Merrick Johnston, age 9, sat at the feet of Vernon Tejas, a veteran mountaineer and guide, listening to his stories of slippery slopes and the tremendous rush when you reach the mountaintop. Merrick knew that she just had to climb Alaska’s Mt. McKinley (the highest North American mountain) some day. She decided that, after climbing, she would also do something to help other children who weren’t as fortunate as she. Her plan: to collect pledges from her community. The higher she climbed–the more money she would raise. It would be donated to the Anchorage Center, a family wellness center and child-abuse prevention agency. Merrick Johnson was age 12 when she stood at the top of Mt. McKinley–the youngest person ever.”

Educator Barbara A. Lewis’ shrewd, written-for-youth book What do You Stand For? A Kid’s Guide to Building Character, uses this story to teach adolescents courage–one of a catalog of decent, noble traits 90s parents want to unfold in their child. It’s a fun, contemporary, inspiring, challenging book parents should buy for their kids–and also read themselves. Schools would benefit enormously with this text as a course. The American Library Association calls it “The best of the best for children.”

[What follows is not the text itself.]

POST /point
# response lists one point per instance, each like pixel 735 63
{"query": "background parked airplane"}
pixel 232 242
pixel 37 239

Lewis crafted the book as a working manual. The preteen or teen participates in character nurturing by self-reflection, writing, thinking, researching–that is, by doing. Chapters on character virtues include: Positive Attitudes, Caring, Choice and Accountability, Citizenship, Cleanliness, Honesty, Conservation, Courage, Empathy, Endurance, Health and Forgiveness.

Under the chapter “Responsibility,” she offers this activity: “Survey your neighborhood to see if there are seniors who need help with such things as repairing fences, shopping for groceries, painting, doing minor repairs, lawn care, etc. Take responsibility and either do it yourself or get others to help you. Be sure to take an adult chaperon along, both when you survey your neighborhood and when you do your good deeds.”

Each chapter is separated into six elements: a definition or anecdote; terse, memorable listings of examples; character dilemmas; activities; “check it out” listings and discussions of published, TV or website resources; and true kid stories germane to the character trait. For example, in “Leadership” Lewis lists five traits of leaders: “1) Great leaders care about and serve others. Or they care about animals, environment or other important issues. 2) They listen to others and communicate well. They accept advice and criticism without exploding or wilting. 3) They have integrity. 4) They are true to what they say. 5) They set a good example of honesty and trustworthiness.”

Lewis offers an anagram for THINK: “Think before you follow. Help to make plans, if you can. Imagine the ending before you begin. Do nothing that will hurt yourself or other beings. Keep thinking and rethinking as you go.” What Do You Stand For? stands a mile high in value for parents.